Podemos, por exemplo, especular o que teria sido o país se tivesse triunfado o golpe contra Getúlio, em 1954. Era um movimento similar ao que triunfou uma década depois, com origem na Doutrina de Segurança Nacional, típica ideologia da guerra fria. Na Argentina, por exemplo, a queda de Peron, um ano depois do suicídio do Getúlio, introduziu o tipo de militar “gorila” (a expressão nasceu na Argentina, com o golpe de 1955), que se generalizaria a partir do golpe brasileiro.

Na Argentina, com a proscrição do peronismo, Arturo Frondizi conseguiu se eleger presidente, mas nem ele nem os presidentes ou ditadores que o sucederam – houve novo golpe em 1966, que também fracassou, como o de 1955 – conseguiram estabilizar-se, frente à oposição do peronismo, principalmente do seu ramo sindical, que tornou impossível a vida a todos os governos, até o retorno de Peron, em 1973.

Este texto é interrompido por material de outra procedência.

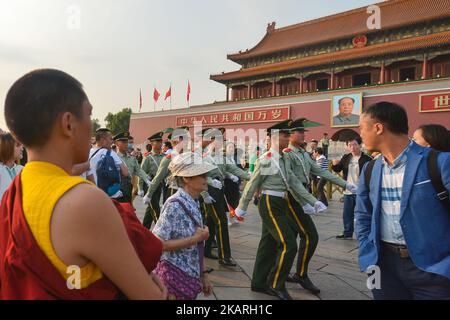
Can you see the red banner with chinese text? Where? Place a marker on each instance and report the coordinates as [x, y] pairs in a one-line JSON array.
[[236, 117], [435, 102]]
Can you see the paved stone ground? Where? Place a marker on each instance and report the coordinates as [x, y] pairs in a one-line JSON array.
[[333, 268]]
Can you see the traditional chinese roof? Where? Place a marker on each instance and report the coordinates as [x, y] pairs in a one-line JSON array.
[[394, 14], [428, 41]]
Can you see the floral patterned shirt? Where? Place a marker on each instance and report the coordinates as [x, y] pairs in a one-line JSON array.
[[174, 223]]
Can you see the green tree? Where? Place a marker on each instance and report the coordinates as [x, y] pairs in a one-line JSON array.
[[119, 122], [95, 125]]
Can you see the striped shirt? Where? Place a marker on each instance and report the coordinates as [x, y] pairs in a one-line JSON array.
[[391, 196]]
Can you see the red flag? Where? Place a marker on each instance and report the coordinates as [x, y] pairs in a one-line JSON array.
[[189, 92], [168, 93], [156, 95]]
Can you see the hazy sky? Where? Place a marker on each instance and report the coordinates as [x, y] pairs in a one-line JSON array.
[[122, 46]]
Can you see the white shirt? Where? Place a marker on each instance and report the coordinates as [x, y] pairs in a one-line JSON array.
[[98, 156], [7, 175], [353, 173]]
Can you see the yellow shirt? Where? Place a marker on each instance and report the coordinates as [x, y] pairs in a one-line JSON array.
[[43, 184]]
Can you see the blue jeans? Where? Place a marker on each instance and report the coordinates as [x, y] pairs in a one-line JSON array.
[[402, 280], [349, 214]]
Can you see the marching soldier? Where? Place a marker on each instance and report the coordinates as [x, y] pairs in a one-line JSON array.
[[300, 210], [214, 199], [121, 141], [179, 138], [150, 166], [278, 245]]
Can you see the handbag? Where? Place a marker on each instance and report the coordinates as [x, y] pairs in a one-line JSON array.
[[180, 285]]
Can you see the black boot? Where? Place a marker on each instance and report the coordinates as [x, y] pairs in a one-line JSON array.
[[305, 282], [280, 294]]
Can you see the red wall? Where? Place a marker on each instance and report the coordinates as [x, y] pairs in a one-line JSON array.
[[315, 111]]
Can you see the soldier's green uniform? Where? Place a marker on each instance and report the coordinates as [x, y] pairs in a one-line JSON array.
[[278, 246], [134, 169], [303, 167], [163, 170], [161, 175], [215, 213], [150, 166]]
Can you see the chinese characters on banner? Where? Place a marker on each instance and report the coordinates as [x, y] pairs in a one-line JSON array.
[[435, 102], [236, 117]]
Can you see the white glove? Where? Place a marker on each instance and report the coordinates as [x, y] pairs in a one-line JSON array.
[[319, 207], [309, 209], [209, 200], [240, 212], [217, 184], [351, 187], [147, 200]]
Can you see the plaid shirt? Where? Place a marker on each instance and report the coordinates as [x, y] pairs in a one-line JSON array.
[[391, 196]]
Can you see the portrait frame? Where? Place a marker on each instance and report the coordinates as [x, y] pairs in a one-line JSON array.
[[357, 111]]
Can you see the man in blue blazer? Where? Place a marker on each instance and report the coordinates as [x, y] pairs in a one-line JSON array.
[[402, 226]]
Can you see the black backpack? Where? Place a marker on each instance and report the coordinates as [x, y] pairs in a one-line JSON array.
[[433, 171], [108, 176]]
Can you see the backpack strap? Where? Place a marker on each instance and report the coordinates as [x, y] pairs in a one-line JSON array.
[[436, 179], [368, 174]]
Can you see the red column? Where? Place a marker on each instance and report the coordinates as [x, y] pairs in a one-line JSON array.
[[383, 73], [425, 67], [301, 84]]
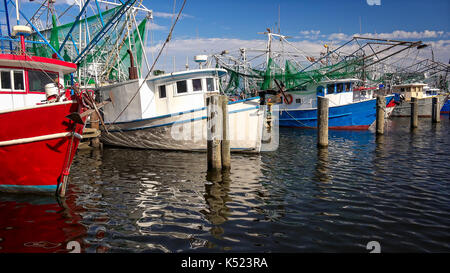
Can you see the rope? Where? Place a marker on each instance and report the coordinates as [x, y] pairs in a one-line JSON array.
[[169, 36]]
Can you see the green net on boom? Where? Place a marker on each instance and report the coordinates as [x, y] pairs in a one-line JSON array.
[[294, 77], [109, 59]]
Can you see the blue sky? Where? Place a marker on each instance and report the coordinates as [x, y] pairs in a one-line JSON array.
[[243, 19], [210, 26]]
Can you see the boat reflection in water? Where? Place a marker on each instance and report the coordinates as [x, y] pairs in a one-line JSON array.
[[33, 223]]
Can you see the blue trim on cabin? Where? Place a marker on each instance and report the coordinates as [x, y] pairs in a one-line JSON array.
[[162, 116], [202, 71], [354, 114], [28, 188], [243, 100], [180, 121], [178, 113]]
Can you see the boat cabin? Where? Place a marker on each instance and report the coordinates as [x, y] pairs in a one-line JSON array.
[[160, 95], [339, 92], [430, 92], [410, 90], [23, 79]]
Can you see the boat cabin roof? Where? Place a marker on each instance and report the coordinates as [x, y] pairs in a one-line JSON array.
[[341, 81], [416, 84], [188, 74], [35, 62]]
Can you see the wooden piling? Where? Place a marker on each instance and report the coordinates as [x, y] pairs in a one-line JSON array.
[[381, 110], [322, 121], [226, 154], [414, 113], [95, 122], [435, 111], [214, 133]]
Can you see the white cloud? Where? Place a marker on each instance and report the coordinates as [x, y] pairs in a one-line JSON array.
[[188, 48], [154, 26], [397, 34], [166, 15], [310, 34]]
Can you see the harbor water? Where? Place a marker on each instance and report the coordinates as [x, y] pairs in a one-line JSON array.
[[392, 189]]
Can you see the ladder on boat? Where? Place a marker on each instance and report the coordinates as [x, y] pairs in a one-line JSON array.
[[3, 39]]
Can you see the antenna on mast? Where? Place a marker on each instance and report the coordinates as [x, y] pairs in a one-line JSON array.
[[279, 27]]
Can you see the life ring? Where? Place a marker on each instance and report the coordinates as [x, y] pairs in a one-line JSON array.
[[288, 99]]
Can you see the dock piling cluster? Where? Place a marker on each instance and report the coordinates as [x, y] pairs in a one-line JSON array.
[[218, 143], [322, 121], [381, 110]]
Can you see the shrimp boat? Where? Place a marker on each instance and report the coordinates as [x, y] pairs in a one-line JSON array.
[[168, 112], [38, 140], [347, 109], [421, 91]]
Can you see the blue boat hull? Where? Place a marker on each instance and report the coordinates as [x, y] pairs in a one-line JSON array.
[[354, 116], [446, 108]]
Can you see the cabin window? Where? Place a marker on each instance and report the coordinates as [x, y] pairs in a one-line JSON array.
[[330, 88], [181, 87], [38, 79], [302, 88], [197, 84], [162, 91], [348, 86], [210, 84], [320, 91], [19, 81], [5, 80]]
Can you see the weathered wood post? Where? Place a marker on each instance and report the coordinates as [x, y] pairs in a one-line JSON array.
[[414, 113], [226, 155], [214, 133], [95, 122], [381, 112], [322, 121], [435, 111]]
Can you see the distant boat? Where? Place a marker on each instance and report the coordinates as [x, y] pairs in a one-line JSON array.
[[37, 141], [446, 107], [348, 108], [168, 112], [421, 91]]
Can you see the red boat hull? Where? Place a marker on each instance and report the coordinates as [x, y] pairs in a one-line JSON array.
[[37, 146]]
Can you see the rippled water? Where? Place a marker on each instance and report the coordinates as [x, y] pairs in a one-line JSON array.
[[394, 189]]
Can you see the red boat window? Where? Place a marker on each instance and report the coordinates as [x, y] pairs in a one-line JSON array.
[[210, 84], [38, 79], [197, 84], [19, 81], [5, 80]]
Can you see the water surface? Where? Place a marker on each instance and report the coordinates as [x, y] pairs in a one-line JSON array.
[[392, 189]]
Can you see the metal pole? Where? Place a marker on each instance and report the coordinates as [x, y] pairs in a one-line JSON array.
[[381, 110], [322, 121]]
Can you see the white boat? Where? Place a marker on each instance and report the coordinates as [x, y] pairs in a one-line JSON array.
[[169, 112]]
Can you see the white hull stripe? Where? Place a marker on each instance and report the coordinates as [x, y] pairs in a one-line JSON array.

No Brasil, um objetivo central do golpismo era evitar a continuidade do getulismo, expressada no JK, mas também no Jango. A famosa frase – suprassumo do golpismo – de Carlos Lacerda, de que “Juscelino não deveria ser candidato; se fosse, não deveria ganhar; se ganhasse, não deveria tomar posse; se tomasse posse, não deveria poder governar”, espelhava aquele objetivo.

Se Getúlio não tivesse apelado para o gesto radical do suicídio, para brecar a ofensiva golpista, o movimento de 1964 teria surgido uma década antes. Ao invés das eleições relativamente democráticas de 1955, teríamos tido uma ditadura militar mais ou menos similar à de 1964. As consequências teriam sido ainda mais catastróficas, porque o sacrifício do Getúlio conquistou dez anos, que o movimento popular aproveitou para se fortalecer amplamente.

Nessa década avançou não apenas a industrialização, mas também o movimento sindical e outros movimentos populares, assim como a consciência social na massa da população. Uma ditadura – ou algum regime duro, mesmo se recoberto de formas institucionais, mas que impedisse a continuidade do regime getulista – teria atuado sobre um movimento popular com muito menor capacidade de organização e de consciência social.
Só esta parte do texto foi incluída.